I’ll never forget it, because it was between Thanksgiving and Christmas, and no one knew what to do. They were asking if they should close the packing houses, because the pathogen was everywhere, and everything was rotting. One of the fungicides we tested was effective, and I was able to partner with the North Carolina SweetPotato Commission, the North Carolina Department of Agriculture and Consumer Services, and the U.S. Environmental Protection Agency to secure an emergency label to apply an effective fungicide post-harvest.

It was amazing – in three months, we had cleaned it up.

Fast-forward all these years later, and we have less black rot than ever, and we have been able to develop integrated management strategies to help avoid another crisis. That epidemic showed how little we knew about sweetpotato diseases – I was shocked when it hit, and it was difficult to design strategies when you need it next week without a good understanding of pathogen biology. Cucurbit growers have over 20 active ingredients they could use in an epidemic, but there were only about six for sweetpotatoes.
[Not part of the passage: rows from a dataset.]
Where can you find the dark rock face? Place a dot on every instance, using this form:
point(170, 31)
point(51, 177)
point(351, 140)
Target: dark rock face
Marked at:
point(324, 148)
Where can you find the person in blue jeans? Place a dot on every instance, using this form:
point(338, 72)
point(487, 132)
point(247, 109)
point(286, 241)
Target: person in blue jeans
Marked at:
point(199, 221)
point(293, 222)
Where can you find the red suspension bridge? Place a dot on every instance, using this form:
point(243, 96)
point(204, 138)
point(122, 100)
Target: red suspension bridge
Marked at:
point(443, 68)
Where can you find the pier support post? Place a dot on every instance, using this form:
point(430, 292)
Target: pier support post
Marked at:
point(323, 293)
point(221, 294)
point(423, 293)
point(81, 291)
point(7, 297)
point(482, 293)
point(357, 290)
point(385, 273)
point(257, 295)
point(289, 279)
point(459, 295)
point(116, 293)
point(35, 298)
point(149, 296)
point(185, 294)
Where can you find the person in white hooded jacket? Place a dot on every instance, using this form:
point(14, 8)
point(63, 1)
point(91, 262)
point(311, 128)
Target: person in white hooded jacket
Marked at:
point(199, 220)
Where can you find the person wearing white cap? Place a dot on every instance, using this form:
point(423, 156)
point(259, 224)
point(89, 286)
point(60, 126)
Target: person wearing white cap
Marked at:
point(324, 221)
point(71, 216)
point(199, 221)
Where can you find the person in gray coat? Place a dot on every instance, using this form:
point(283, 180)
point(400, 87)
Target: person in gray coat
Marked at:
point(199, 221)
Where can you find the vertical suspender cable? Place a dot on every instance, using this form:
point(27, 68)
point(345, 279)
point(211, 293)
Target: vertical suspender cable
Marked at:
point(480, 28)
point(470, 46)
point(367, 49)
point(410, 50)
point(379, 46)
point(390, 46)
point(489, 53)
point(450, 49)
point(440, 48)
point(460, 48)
I am one of only two people in the country working on diseases of sweetpotatoes, and the other person doesn’t have an extension appointment, so they don’t do that kind of research. Because of that, and the trust we have built in our work together, growers help fund our programs. They are very supportive, because they are business people, and they look at the bottom line: Are you saving or making me money, yes or no? The answer is yes, so they are happy.

I don’t choose what the next problem is going to be – it’s just going to come to my table, and I work to fix it. Growers say, “We need you to work on this,’’ and that’s what I do. That can also mean switching gears quickly and having resilience, which can be difficult, but I like new and diverse things, and the funding provided by growers allows us to have that flexibility.

Scientist examines a diseased cucumber plot
Lina Quesada focuses her work as an associate professor in the Department of Entomology and Plant Pathology on five key vegetable crops for North Carolina.

It’s also the beauty of our extension system, which is something most countries don’t have. When I moved here, I was fascinated and thought Extension and the land-grant system was the smartest idea ever – a mission that puts both scientists and citizens at the cutting edge of research to advance the life of citizens and translate it into solutions. Brilliant!

I have never seen my research as a separate thing from my Extension component but as a continuum. The basic tools are always in the service of the Extension mission, and everything we do is applied in the end to solve challenges for our growers.